Speaker: Ashraf Aboulnaga
University of Waterloo
Title: Self-Tuning Hadoop
Hadoop has become one of the most popular platforms for large scale analytics, and the MapReduce model that it is based on has enabled tremendous advances in data analysis. However, tuning and administering Hadoop clusters is still not a well-studied area. In this talk, I will present two projects that aim to make Hadoop more self-tuning. Most of the talk will focus on ReStore, a system for reusing MapReduce results. ReStore focuses on queries that are expressed in high-level languages such as Pig Latin, Hive, or Jaql. The compilers of these languages translate queries into workflows of MapReduce jobs. Each job in these workflows reads its input from HDFS and produces output that is stored in HDFS. The current practice is to delete all intermediate results from HDFS at the end of executing the workflow. ReStore keeps these intermediate results and reuses them for future queries, resulting in significant performance improvement. In the talk I will also present PStorM, a system for tuning Hadoop configuration parameters based on the history of previously observed MapReduce jobs. The two projects presented in the talk share the goal of automatically improving the performance of Hadoop based on workload characteristics.

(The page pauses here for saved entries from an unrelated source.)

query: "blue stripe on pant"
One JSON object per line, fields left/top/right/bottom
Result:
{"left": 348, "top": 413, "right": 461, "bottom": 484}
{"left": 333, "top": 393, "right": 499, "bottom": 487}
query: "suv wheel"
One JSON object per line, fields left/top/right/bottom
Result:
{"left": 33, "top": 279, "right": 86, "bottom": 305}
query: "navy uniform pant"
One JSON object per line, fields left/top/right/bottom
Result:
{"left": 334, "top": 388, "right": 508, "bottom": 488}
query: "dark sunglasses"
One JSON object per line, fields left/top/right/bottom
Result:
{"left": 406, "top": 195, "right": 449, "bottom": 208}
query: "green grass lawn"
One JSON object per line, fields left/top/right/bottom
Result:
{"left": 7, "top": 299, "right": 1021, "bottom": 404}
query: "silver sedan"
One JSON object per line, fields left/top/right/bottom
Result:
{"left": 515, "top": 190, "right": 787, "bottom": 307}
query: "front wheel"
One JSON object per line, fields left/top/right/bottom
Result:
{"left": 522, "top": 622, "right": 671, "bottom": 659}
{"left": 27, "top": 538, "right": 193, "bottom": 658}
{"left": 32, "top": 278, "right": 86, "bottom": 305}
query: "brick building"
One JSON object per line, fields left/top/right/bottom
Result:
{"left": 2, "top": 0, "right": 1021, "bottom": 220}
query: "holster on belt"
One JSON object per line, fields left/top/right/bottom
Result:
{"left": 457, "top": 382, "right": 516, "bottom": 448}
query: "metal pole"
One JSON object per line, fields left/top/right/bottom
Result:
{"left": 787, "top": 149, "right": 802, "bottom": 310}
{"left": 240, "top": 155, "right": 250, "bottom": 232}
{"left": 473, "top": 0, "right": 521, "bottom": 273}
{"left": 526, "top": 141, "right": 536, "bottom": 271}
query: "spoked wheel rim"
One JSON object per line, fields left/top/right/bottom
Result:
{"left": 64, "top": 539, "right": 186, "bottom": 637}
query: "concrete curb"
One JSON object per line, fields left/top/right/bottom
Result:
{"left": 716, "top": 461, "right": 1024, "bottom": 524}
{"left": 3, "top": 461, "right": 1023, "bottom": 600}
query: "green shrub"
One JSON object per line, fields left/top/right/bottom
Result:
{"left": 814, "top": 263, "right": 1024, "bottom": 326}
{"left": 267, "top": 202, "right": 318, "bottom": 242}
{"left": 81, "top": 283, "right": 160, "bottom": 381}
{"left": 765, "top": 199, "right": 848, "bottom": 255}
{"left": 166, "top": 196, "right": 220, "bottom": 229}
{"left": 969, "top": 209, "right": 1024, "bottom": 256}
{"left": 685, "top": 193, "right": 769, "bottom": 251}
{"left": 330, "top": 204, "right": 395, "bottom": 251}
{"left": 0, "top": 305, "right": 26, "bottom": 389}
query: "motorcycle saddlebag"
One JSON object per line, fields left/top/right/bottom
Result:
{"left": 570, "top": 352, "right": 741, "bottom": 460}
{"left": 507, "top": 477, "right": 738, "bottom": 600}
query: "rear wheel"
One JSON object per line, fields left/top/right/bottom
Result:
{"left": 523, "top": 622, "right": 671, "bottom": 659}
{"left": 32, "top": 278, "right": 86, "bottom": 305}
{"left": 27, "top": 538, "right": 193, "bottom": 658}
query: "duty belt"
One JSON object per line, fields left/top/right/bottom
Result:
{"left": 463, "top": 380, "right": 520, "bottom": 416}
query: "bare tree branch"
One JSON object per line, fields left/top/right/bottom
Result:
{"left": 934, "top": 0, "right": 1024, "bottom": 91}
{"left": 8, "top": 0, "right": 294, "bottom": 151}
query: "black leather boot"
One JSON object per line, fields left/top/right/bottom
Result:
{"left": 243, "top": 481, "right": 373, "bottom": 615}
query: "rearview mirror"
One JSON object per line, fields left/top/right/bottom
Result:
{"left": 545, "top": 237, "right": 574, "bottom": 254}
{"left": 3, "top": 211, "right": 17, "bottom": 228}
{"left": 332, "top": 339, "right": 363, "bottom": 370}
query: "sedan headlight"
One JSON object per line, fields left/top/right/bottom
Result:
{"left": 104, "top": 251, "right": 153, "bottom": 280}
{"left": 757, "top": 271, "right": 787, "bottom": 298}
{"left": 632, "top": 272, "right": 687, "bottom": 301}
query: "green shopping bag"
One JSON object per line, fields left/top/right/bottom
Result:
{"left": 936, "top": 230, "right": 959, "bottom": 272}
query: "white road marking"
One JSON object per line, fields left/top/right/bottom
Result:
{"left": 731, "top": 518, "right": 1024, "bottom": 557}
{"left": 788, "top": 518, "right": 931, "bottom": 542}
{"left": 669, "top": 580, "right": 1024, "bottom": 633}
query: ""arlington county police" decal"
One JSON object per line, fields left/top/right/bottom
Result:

Dr. Ashraf Aboulnaga is an Associate Professor in the Cheriton School of Computer Science at the University of Waterloo. His research interests are in the area of database management, with a current focus on platforms for Big Data, cloud computing and virtualization, data integration on the web, and self-managing database systems. Dr. Aboulnaga obtained M.S. and Ph.D. degrees from the University of Wisconsin - Madison, and B.S. and M.S. degrees from Alexandria University, Egypt. He was a Research Staff Member at the IBM Almaden Research Centre in San Jose, California from 2002 to 2004, and a Visiting Research Scientist at Google Waterloo during his sabbatical, from December 2009 to June 2010. Dr. Aboulnaga is an IBM Centre for Advanced Studies Faculty Fellow and a recipient of a Google Research Award, the Ontario Early Researcher Award, and a Best Paper Award at the VLDB 2011 conference. His research results have been integrated into commercial products such as IBM DB2, and he serves on the advisory board of ClevrU. Dr. Aboulnaga is currently an Associate Editor for the Proceedings of the VLDB Endowment. He holds 4 us patents (1 pending) and is a senior member of the IEEE and ACM.